In spite of persistently low rates and a competitive lending landscape, bankers are feeling optimistic about their prospects for commercial lending in 2016, according to a recent survey from Sageworks.
Of the bankers the firm surveyed, 59 percent said they planned to make more (51 percent) or significantly more (8 percent) commercial loans in the year ahead. Sageworks said that 30 percent of bankers responded that they plan to make “about the same number of commercial loans,” 5.3 percent said they planned to make “fewer commercial loans” and 0.3 percent said they planned to make “significantly fewer commercial loans” this year.
The firm surveyed 767 bankers in roles including executive management, lending, credit risk management and accounting, from approximately 456 unique financial institutions. The poll covered banks and credit unions across 49 states ranging from $38 million to $12 billion. Sageworks also noted that all the respondents were clients and none randomly selected.

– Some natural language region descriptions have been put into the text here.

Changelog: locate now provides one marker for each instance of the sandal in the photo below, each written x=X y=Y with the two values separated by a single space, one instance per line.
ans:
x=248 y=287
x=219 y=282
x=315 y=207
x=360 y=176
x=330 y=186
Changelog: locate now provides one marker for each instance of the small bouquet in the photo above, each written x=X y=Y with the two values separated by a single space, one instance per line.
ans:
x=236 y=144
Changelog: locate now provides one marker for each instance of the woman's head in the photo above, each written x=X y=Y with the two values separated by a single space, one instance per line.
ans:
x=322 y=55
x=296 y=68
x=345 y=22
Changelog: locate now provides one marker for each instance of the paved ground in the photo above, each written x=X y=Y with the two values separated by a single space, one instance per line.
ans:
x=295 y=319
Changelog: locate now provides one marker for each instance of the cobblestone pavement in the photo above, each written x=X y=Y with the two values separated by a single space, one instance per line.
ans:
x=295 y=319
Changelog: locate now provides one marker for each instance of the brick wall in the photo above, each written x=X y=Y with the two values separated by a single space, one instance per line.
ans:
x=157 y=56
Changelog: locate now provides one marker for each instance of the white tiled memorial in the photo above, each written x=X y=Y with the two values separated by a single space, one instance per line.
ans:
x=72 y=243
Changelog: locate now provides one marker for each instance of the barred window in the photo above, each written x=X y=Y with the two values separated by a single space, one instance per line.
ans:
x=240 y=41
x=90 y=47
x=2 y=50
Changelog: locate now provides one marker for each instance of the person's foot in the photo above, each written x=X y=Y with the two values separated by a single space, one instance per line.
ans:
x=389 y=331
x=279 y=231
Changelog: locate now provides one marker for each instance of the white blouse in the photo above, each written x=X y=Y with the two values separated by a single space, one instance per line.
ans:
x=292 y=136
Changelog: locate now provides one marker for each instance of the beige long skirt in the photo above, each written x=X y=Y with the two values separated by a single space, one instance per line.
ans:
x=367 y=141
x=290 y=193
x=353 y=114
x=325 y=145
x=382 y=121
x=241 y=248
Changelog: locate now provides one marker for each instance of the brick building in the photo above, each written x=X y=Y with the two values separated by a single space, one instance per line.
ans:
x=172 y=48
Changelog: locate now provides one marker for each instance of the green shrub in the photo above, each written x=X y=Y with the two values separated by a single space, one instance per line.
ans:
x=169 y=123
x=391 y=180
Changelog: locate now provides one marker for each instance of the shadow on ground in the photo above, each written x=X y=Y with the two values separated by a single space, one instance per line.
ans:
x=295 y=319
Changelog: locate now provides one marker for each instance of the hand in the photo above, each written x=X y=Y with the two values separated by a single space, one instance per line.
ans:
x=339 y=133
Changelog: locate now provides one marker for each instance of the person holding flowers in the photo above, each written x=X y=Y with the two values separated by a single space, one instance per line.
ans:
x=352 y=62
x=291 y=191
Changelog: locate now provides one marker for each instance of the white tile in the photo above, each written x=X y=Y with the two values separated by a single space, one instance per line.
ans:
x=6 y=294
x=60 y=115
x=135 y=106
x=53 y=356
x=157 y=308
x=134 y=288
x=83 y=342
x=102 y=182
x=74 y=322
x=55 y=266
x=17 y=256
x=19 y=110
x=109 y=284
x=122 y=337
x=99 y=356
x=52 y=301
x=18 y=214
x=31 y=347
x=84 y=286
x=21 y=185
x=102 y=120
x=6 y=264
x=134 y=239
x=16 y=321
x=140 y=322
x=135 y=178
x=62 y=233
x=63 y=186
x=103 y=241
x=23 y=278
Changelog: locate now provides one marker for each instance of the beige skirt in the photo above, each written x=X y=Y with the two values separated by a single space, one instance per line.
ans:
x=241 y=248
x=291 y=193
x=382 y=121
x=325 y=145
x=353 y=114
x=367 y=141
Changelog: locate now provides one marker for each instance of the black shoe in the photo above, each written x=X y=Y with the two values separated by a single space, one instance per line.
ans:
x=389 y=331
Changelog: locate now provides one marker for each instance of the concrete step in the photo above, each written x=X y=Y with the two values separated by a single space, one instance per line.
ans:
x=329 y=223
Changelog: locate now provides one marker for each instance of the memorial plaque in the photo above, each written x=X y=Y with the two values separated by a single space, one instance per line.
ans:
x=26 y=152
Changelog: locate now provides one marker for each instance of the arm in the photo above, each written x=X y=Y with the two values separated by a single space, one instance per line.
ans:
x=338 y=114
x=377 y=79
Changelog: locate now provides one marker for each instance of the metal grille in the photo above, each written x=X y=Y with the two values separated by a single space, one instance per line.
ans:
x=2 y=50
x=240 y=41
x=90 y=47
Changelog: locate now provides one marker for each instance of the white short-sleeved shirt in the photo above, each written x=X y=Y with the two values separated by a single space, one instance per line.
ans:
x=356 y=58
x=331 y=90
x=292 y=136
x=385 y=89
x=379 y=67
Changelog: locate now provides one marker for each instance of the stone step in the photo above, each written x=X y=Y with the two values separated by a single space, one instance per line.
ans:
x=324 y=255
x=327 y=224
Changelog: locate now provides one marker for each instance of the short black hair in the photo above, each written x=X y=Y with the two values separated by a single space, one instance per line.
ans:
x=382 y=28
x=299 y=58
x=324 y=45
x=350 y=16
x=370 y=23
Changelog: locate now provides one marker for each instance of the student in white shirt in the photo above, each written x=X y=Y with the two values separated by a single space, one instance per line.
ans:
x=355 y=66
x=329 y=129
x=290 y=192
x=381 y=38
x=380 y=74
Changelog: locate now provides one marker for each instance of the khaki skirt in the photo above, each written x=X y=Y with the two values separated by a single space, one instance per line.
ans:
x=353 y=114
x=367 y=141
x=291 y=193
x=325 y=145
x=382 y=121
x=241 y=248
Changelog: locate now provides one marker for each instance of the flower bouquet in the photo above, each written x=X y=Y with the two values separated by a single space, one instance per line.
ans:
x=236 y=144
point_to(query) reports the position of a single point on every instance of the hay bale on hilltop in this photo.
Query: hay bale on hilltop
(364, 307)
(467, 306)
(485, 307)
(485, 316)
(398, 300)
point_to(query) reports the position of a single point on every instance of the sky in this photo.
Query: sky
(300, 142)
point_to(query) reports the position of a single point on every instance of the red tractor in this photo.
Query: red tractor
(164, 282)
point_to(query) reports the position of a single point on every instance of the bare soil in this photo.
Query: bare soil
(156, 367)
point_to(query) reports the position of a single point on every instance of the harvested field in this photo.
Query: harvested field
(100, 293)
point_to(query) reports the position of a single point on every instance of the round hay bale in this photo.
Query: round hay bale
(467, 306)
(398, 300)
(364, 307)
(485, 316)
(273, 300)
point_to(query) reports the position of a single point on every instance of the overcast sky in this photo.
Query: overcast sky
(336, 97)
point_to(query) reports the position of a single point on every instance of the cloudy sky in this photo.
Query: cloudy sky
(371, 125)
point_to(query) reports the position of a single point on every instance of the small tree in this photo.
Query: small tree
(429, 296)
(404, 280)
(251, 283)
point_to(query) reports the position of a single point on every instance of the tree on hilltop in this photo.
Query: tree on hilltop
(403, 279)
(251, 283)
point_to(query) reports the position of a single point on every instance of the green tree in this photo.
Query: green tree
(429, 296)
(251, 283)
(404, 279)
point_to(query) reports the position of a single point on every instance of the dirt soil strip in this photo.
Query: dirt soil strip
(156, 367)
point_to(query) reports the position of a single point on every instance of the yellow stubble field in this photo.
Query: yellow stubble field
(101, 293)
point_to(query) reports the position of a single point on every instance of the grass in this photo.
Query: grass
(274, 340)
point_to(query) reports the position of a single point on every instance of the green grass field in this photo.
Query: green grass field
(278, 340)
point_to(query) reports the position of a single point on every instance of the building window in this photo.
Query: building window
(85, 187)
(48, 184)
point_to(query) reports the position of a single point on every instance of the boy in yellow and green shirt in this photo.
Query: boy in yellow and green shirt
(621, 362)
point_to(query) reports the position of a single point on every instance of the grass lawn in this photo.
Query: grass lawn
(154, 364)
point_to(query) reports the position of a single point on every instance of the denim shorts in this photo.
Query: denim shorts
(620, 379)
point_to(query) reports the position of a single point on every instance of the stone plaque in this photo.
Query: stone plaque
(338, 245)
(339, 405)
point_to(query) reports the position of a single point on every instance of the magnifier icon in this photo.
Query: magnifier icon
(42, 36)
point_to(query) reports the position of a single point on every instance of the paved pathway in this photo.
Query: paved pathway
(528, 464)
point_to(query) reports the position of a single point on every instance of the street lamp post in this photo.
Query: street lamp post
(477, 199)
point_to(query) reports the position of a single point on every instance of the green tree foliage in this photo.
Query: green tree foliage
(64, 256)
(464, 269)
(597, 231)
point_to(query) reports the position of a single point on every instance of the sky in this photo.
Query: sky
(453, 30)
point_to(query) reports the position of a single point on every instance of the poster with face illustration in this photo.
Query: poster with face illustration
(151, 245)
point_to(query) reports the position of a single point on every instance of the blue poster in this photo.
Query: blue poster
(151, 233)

“We’ve seen in the industry a move towards [commercial and industrial] and commercial lending over the last few years. I think some of that was moving out of reliance on commercial real estate as a product set,” commented Tim McPeak, a senior consultant with Sageworks.
But that growth might not come without a few pains. Noting an interagency statement on risk management within commercial real estate lending issued late last year, McPeak said that with more banks chasing a finite number of deals, other types of commercial lending were likely to heat up, as well.
“We’re still in a pretty compressed interest rate environment, and all these banks looking at the C&I area are probably going to create some pretty competitive markets out there, so though they hope to grow the book, I think they’re going to find it’s going to pretty competitive in terms of pricing,” he said.
But on the whole, McPeak felt the survey results were cause for optimism.
“I just find it encouraging because I think the bankers’ sentiment is indicative of something larger if they’re feeling like they can grow their commercial portfolios,” he said. “In spite of the challenges out there I found that to be an encouraging thing to see.”